He drove the car slowly around the circle out of the empty south lot toward the one nearer the north fields. The hot slant of the noon sun made him squint as he drank in the smell of coming summer wafting through the open windows. The clang of the recycling center sounded from across the way as usual, reminiscent, he thought, of dissonant church bells.
He pulled neatly into a space and propped open the door with his leg. His letters lay ready to be mailed on the passenger seat. The sight gave him satisfaction. A dozen crisp white envelopes holding the contents of his cause, addressed in his own hand to the newspaper editor whom he knew, to the head of the school board, whom he also knew, to some of his former colleagues and friends he thought might or should care.
He lifted himself out of the car and leaned in behind the seat for a tote bag. As he did, he felt a small pull in his left shoulder, which he chalked up to his amazing, twisting catch at mid field, followed fast by the wild lob that outed Williams as he rounded third. He reached up absently to massage the spot as he slammed the door. The place was deserted. The morning games had filled the fields, alive with silent generation players, their shouts and cheers. But now, games played out, all was still.
He welcomed the solitude as he raised a stiff leg over the low ranch fence, giving a muffled grunt as he always did when exerted. The fence demarked the wilds of open space that spread beyond the north fields from the manicured lawn that nestled up against the parking lot path. He was headed into savage country, he thought, amusing himself.
The sky hung its easy blue overhead; one puffy cloud teased by. A couple of song birds warbled somewhere. He crossed gingerly through tall grasses, bag in hand, watching his footing for hidden animal holes and winter swells. No good twisting an ankle that would keep him from running bases.
When he got two thirds of the way across to field seven, his focus changed from footing to balls. His eyes darted over and under the young green reeds, the dried, stickery thistles left from last year, and the sprouting willows and cottonwoods, their waxy leaves shiny and winking in the sun. His search was soon rewarded by the first treasure, white just peeking from its sweet spot. His heart took the familiar leap at the sight. The old, familiar tug that he’d first felt as a boy, scrambling in the woods adjacent the golf course where his father played. The boy scouted stray or lost balls while his older brother played beside his father.
His eyes left the terrain outside and focused softly on that inside. The gaze of that boy, carefully scanning the scratchy brown leaves, the remaining tufts of green wild grass, and the holly bushes interspersed among the huge oaks that lay just beyond the smooth green sea of the course. His eye “peeled,” as his father would say, eagerly hoping, praying for the next glimpse of bright, dimpled white to add to his collection. His father’s voice barely audible, giving instruction to his brother: “Grip it loosely so you can feel it move in your hands, relax your hips, that’s it, now your swing can carry through on its own.” He felt the lump rise in his throat and remembered then that his father’s day was just three days from today. That had been 47 years ago, but still stirred a soft sadness that clouded his eyes.

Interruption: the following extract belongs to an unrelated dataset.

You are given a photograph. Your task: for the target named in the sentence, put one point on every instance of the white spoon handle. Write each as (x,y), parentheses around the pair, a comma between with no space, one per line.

Ball two called him back from his reverie. He blinked and spotted it under a clump of thick, new grass. He bent to reach for it as the mosquito landed on his arm. Soon the air was full of them doing their dipsy dance, as if the smell of him made them woozy. He didn’t mind. He’d suffer a few bites to continue his quiet, solitary hunt under the warm, May sun. Time for just a few, he’d indulge his passion before heading back home for lunch. His wife would be returned from art class; he’d tell of her of the double header, the stand-out feats of the day’s play. She’d show him the progress she’d made on her oil.
The third ball he saw resting in plain sight on the hillock just ahead. Four trees reached up from it like soldiers in a line. The ball was in front of the third one. Fitting, he thought, third tree, third ball. “Strrrrrrike three, and he’s OUT!” The old shout sounded in his head as he made his way over. Smiling, he felt the sweat under his cap and marveled that it seemed more like July than late May. Ah, July, his favorite month. Something he looked forward to.
He approached the gleaming white, which lay like a dazzling, over-sized egg in its nest of spring green. It pulled him, holding some small secret he cherished. He’d shared his ball hunting pastime with his brothers, son and daughter, then his grandchildren and students, but still, the secret was his alone. The private hope of a child, searching for the magic, the hidden treasure, and knowing that the great joy was the hunt itself, in all its simple perfection. He knew this in his limbs and his blood and his breath. It flowed through him this moment, as if it flowed from every time before, creating a circle of his life, unbroken, inside him, connecting him through time to it all. And in the whiteness that his hand reached to hold, he grasped the seed of his soul.
The awesomeness of this ability would have surprised him, but instead, he felt the dizzying wave of the contact surge over him. Overcome, he sat on the very spot where the ball had been to take his rest. As he lay back into the grass under the small shade of the third tree, he heard it. “Michael.” His father’s voice, from the ninth hole, calling him.
For MCR, November 27, 1930 – May 28, 2003, whom we found lying on a hillock, three balls in his bag.